In Grants Pass, the Supreme Court will consider whether criminalizing camping on public property constitutes cruel and unusual punishment prohibited under the Eighth Amendment. In granting certiorari, the Court will consider the Ninth Circuit’s ruling in Martin v. Boise (2019) that found enforcement of anti-camping ordinances unconstitutional when localities fail to provide shelter beds to unhoused people.

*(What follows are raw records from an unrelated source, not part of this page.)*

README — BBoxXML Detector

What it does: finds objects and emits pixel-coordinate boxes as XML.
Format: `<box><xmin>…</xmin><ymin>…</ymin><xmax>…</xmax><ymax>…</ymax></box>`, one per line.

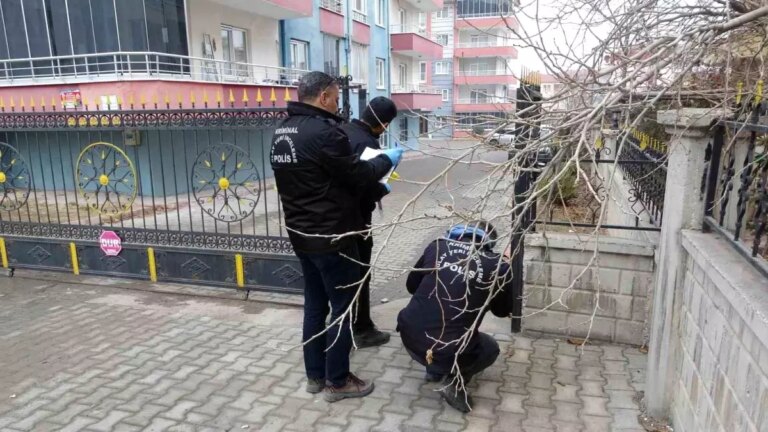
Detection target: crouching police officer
<box><xmin>270</xmin><ymin>72</ymin><xmax>402</xmax><ymax>402</ymax></box>
<box><xmin>342</xmin><ymin>96</ymin><xmax>397</xmax><ymax>348</ymax></box>
<box><xmin>397</xmin><ymin>221</ymin><xmax>512</xmax><ymax>412</ymax></box>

Grants Pass’ ban on camping is part of a national trend of criminalizing homelessness. Over the last 30 years, cities, counties, and states across the country have outlawed unavoidable conduct that unhoused people engage in to survive, including sleeping, sitting, and lying down in public.
The amicus brief highlights how criminalization does not address the root causes of homelessness and — in fact — obstructs pathways out of homelessness. Furthermore, it establishes the connection between the criminalization of homelessness and the United States’ legacy of segregation.
“Anti-homeless laws like the camping ban in Grants Pass are sanitized versions of segregationist laws long deemed immoral and unconstitutional. While neutral on their face, they are tactically designed to exclude unhoused people who are disproportionately People of Color, LGBTQ, and living with disabilities,” Larett said.
Paul Boden, the executive director of WRAP, added that, “This brief was important to our members because it speaks directly with and on behalf of our community. It’s not about them but instead from us. It speaks to the historical patterns of oppression in the United States. Unhoused community members are not the first people that need the protections of the Eighth Amendment because we are not the first people who have been ‘othered’ by those in power. Disabled people, BIPOC, queer individuals, and many others have all been impacted by local laws intended to force us out of towns. We need to protect everyone in our community and doing so is how we protect ourselves.”
Hochbaum described the brief as an example of “movement lawyering” that is taught in the Homeless Advocacy Clinic and Poverty Law at McGeorge School of Law.
“To accomplish systemic reform, you need to raise consciousness. This brief has that potential because it speaks to the experience of criminalization from the perspective of unhoused people subject to it. The Supreme Court should never issue a decision without hearing from the people who will be most impacted by its rulings,” Hochbaum said.